Ces explications n’ont pas convaincu grand monde. D’autant moins que le 30 mai 2013, soit plus d’un mois après la décision officielle, la Cour a envoyé un courrier officiel expliquant que le verdict était encore en délibération. La Cour constitutionnelle a donc menti et il est probable qu’elle ait été influencée par des pressions politiques pour ne pas appliquer le jugement dès les élections de 2014. En annonçant sa décision en mars 2013 comme cela aurait dû être le cas, elle aurait en effet laissé assez de temps au gouvernement pour organiser des élections simultanées. Mais cela n’aurait pas avantagé les grands partis traditionnels qui ne veulent pas voir arriver trop de concurrence sur leur pré carré présidentiel.

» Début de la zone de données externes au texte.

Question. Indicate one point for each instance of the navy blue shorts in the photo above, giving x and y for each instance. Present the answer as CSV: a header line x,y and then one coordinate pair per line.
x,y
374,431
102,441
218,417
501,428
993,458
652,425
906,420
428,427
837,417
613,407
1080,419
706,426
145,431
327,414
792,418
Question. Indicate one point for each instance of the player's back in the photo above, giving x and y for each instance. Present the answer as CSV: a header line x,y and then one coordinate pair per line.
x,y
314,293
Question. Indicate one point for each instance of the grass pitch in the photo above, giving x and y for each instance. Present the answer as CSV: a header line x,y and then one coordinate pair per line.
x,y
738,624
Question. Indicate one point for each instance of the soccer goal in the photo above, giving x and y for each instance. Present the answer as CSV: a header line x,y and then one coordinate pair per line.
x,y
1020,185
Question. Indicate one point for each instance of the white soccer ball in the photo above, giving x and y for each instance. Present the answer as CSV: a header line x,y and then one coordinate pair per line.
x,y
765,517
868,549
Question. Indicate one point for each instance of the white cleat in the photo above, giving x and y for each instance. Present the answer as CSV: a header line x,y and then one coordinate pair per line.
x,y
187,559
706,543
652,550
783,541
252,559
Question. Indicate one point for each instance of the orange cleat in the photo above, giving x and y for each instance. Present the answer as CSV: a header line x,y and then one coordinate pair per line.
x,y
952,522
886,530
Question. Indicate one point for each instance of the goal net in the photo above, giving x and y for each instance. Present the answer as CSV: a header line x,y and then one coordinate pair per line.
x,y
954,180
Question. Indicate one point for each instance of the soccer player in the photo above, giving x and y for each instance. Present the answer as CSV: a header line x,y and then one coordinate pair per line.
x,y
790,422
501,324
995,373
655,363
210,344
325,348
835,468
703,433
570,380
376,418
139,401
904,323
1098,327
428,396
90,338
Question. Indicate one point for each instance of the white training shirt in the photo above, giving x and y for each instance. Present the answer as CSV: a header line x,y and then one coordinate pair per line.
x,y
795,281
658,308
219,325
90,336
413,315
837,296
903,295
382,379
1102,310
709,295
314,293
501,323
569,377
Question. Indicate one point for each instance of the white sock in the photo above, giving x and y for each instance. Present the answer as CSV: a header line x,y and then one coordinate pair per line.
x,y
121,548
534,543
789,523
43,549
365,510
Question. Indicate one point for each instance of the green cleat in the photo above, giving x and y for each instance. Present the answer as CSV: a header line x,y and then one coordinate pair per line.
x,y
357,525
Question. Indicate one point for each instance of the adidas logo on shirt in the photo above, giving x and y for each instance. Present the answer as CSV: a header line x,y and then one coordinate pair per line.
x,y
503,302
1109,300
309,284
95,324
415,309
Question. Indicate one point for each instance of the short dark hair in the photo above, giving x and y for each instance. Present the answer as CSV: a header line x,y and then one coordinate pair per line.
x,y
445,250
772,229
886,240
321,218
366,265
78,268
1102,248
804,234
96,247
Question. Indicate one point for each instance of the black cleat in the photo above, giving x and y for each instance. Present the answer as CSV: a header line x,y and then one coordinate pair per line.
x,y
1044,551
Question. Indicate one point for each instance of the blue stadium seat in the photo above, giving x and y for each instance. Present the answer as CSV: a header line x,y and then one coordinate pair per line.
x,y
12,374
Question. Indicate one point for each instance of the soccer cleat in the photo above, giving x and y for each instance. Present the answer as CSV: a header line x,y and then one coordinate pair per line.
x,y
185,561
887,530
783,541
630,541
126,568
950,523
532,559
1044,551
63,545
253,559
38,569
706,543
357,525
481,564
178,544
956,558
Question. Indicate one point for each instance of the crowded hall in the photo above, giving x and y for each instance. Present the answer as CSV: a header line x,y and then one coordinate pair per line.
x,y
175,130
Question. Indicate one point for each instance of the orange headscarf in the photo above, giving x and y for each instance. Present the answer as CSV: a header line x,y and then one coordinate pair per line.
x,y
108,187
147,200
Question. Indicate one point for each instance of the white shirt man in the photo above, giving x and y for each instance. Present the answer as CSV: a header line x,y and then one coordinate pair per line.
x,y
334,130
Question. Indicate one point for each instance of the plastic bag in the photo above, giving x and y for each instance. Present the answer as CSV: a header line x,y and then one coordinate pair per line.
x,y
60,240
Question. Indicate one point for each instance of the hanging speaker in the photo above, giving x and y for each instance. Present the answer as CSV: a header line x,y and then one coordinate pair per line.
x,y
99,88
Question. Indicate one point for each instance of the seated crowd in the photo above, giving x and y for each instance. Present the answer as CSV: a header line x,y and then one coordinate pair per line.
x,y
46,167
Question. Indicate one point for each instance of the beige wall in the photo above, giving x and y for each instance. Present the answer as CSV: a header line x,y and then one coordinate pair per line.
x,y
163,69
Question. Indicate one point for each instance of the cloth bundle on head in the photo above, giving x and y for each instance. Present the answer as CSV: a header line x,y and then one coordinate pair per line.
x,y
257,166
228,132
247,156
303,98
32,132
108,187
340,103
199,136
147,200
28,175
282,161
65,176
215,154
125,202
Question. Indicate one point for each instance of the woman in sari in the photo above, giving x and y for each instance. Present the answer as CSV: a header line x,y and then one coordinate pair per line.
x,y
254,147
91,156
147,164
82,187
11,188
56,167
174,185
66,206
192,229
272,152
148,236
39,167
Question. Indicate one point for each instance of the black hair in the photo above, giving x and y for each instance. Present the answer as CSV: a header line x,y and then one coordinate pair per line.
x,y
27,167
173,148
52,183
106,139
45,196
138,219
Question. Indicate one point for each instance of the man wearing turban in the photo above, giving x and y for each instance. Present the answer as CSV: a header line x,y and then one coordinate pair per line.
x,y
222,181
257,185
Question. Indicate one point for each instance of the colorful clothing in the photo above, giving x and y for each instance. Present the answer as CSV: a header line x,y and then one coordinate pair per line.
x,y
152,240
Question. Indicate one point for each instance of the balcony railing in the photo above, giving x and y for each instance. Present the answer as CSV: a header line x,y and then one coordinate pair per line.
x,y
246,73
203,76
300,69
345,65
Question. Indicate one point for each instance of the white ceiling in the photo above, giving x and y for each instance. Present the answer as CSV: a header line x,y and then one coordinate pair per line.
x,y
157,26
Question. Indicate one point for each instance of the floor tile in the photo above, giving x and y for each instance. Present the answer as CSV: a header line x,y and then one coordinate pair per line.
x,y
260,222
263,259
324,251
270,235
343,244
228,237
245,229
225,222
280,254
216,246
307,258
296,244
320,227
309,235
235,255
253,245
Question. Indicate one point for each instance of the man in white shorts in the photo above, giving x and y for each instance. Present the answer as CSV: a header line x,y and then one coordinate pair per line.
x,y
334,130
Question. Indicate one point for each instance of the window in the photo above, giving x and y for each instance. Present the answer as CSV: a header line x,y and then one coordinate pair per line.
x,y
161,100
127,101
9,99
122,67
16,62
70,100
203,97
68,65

Une autre conséquence de cette décision retardée est purement légale. En affirmant qu’il est inconstitutionnel d’organiser les élections législatives et présidentielle séparées dans le temps mais en ne voulant l’appliquer qu’en 2019, la Cour a indirectement jugée que les élections à venir cette année seront inconstitutionnelles. Les recours des perdants seront dès lors probablement nombreux. Ceux-ci ont d’ailleurs déjà commencé. Prabowo Subianto est mécontent et l’a fait savoir. Favori parmi d’autres de la présidentielle, son parti Gerindra n’est crédité que de 4 à 5% des intentions de vote aux législatives. Ce faible score ne lui permettra pas d’être en position de force au moment de négocier un ticket présidentiel, alors que les nouvelles règles électorales l’auraient replacé au centre de la course. Prabowo a lancé un recours légal. A un mois des élections législatives, il n’est donc pas impossible que celles-ci soient annulées. Ou repoussées. Ou contestées. 2014 sera définitivement une année politique riche en Indonésie. Riche ne voulant pas dire juste.